Logical vulnerabilities in software stem from flaws in program logic rather than memory safety, which can lead to critical security failures. Although existing automated program repair techniques primarily focus on repairing memory corruption vulnerabilities, they struggle with logical vulnerabilities because of their limited semantic understanding of the vulnerable code and its expected behavior. On the other hand, recent successes of large language models (LLMs) in understanding and repairing code are promising. However, no framework currently exists to analyze the capabilities and limitations of such techniques for logical vulnerabilities. This paper aims to systematically evaluate both traditional and LLM-based repair approaches for addressing real-world logical vulnerabilities. To facilitate our assessment, we created the first ever dataset, LogicDS, of 86 logical vulnerabilities with assigned CVEs reflecting tangible security impact. We also developed a systematic framework, LogicEval, to evaluate patches for logical vulnerabilities. Evaluations suggest that compilation and testing failures are primarily driven by prompt sensitivity, loss of code context, and difficulty in patch localization.

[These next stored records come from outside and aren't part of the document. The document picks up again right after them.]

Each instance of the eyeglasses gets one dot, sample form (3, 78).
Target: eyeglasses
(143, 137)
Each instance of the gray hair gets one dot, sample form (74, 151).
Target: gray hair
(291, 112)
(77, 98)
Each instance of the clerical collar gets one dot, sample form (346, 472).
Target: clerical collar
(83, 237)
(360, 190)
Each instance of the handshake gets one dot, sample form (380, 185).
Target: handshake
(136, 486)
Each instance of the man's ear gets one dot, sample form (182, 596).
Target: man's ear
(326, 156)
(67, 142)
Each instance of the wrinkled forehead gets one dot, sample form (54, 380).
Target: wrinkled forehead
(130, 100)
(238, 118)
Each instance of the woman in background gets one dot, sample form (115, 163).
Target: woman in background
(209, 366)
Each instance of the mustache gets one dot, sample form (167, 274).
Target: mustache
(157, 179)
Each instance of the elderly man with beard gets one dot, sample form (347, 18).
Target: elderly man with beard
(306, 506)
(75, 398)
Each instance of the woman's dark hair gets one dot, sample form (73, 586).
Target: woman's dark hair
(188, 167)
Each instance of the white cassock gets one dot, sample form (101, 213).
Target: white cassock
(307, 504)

翻译：软件中的逻辑漏洞源于程序逻辑缺陷而非内存安全问题，可能引发严重的安全故障。尽管现有自动程序修复技术主要聚焦于修复内存损坏漏洞，但由于其对脆弱代码及其预期行为的语义理解有限，往往难以应对逻辑漏洞。另一方面，大型语言模型在代码理解与修复领域的最新成功带来了希望。然而，目前尚无框架可系统分析这类技术在处理逻辑漏洞时的能力与局限性。本文旨在系统评估传统修复方法与基于大型语言模型的修复方法在处理真实世界逻辑漏洞时的表现。为支撑评估，我们首次构建了包含86个已分配CVE编号的逻辑漏洞数据集LogicDS，这些漏洞具有切实的安全影响。同时，我们开发了系统性评估框架LogicEval，用于评估针对逻辑漏洞的补丁。评估表明，编译与测试失败主要由提示敏感性、代码上下文丢失以及补丁定位困难引发。